Wednesday, May 14, 2008

Handling Immigrants The Republican Way — Like Cattle



[Cross-posted at Firedoglake.]

 It’s not without reason that Latinos in the USA are feeling terrorized these days, thanks largely to the increasing "crackdown" in illegal immigrants being pursued by ICE officials. This week in Iowa, they had the largest immigration raid yet:
The number of illegal immigrants detained Monday in Postville has risen to 390 in what federal officials now describe as the largest single-site raid of its kind nationwide.
The detainees include 314 men and 76 women, according to figures released this morning by federal authorities. Fifty-six detainees – mostly women with young children – have been released under the supervision of U.S. Immigration and Customs Enforcement.

“We’re here to discuss not only the largest operation of its kind ever in Iowa, but in fact the largest single-site enforcement operation of its kind in the country,” U.S. Attorney Matt M. Dummermuth said.

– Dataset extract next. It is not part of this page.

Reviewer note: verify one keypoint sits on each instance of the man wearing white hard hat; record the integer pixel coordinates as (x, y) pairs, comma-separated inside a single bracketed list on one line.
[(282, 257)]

The detainees included 290 who claimed to be Guatemalans, 93 Mexicans, three Israelis and four Ukrainians. Among the detained were 12 juveniles, six of whom have been released.
It’s all reminiscent, as the folks at America’s Voice pointed out, of the kind of "round ‘em up, ship ‘em out, and let God sort it out" rhetoric favored by the nativist faction that’s overtaken the Republican Party nowadays, especially folks like Rep. Steve King, the Iowa congressman seen in the video above equating undocumented to workers to cattle and saying, among other things:
We could also electrify this wire with the kind of current that wouldn’t kill somebody but would simply be a discouragement for them to be fooling around with it. We do this with livestock all the time.
As Frank Sharry at America’s Voice observes:
The Bush Administration has given up on real immigration reform to join Congressman Steve King and other Republicans who advocate mass round-ups of immigrant workers. The latest immigration raid in Iowa is an ugly example of the Republican thrust on the complex issue of illegal immigration: scare the public into thinking that immigrant workers are the enemy, round them up like cattle, terrorize immigrant communities in hopes they will leave the country, and pray it helps Republicans win elections this fall.



Moreover, as Joshua Holland at AlterNet recently explored, these kinds of mass roundups are always a bad idea, and always produce atrocities — not to mention a big hangover for civic leaders afterward:
Arizona’s new "enforcement only" immigration law, which mandates the use of an electronic verification system and subjects employers to the loss of their business license for hiring the wrong person, has turned out to be a disaster that might rank up there with the Edsel or New Coke in the pantheon of bone-headed ideas.

The state had a very low unemployment rate when the law was passed — it was, at least in part, a "solution" to a problem they didn’t have. Unemployment was at 4.1 percent when the law went into effect in January, and had been at 3.7 percent when a judge upheld the measure in early 2007.

Law-makers are now scrambling to undo the shock they’ve inflicted on the state as up to eight percent of the population — according to one estimate — have decided to hightail it out of Arizona en masse. The people of Arizona are learning that immigrants not only supply labor, but also demand goods and services in turn — and the labor that goes into them. They’re also learning that newer immigrant communities have a mix of people with different legal status all jumbled together, and that when there is a widespread perception that politicians (and citizens) are attacking immigrants, it doesn’t much matter that some differentiate between those who are "legal" and "illegal" — Arizona is losing citizens and lawful permanent residents among that eight percent drop in population.
Arizona is now faced with labor shortages, and when combined with the loss in demand from all those worker/consumers, the whole enchilada might end up costing the state’s economy tens of billions of dollars.
I have a hunch the fine folks of Iowa are eventually going to feel a similar hangover. And they can thank their good Republican representatives for it when they do.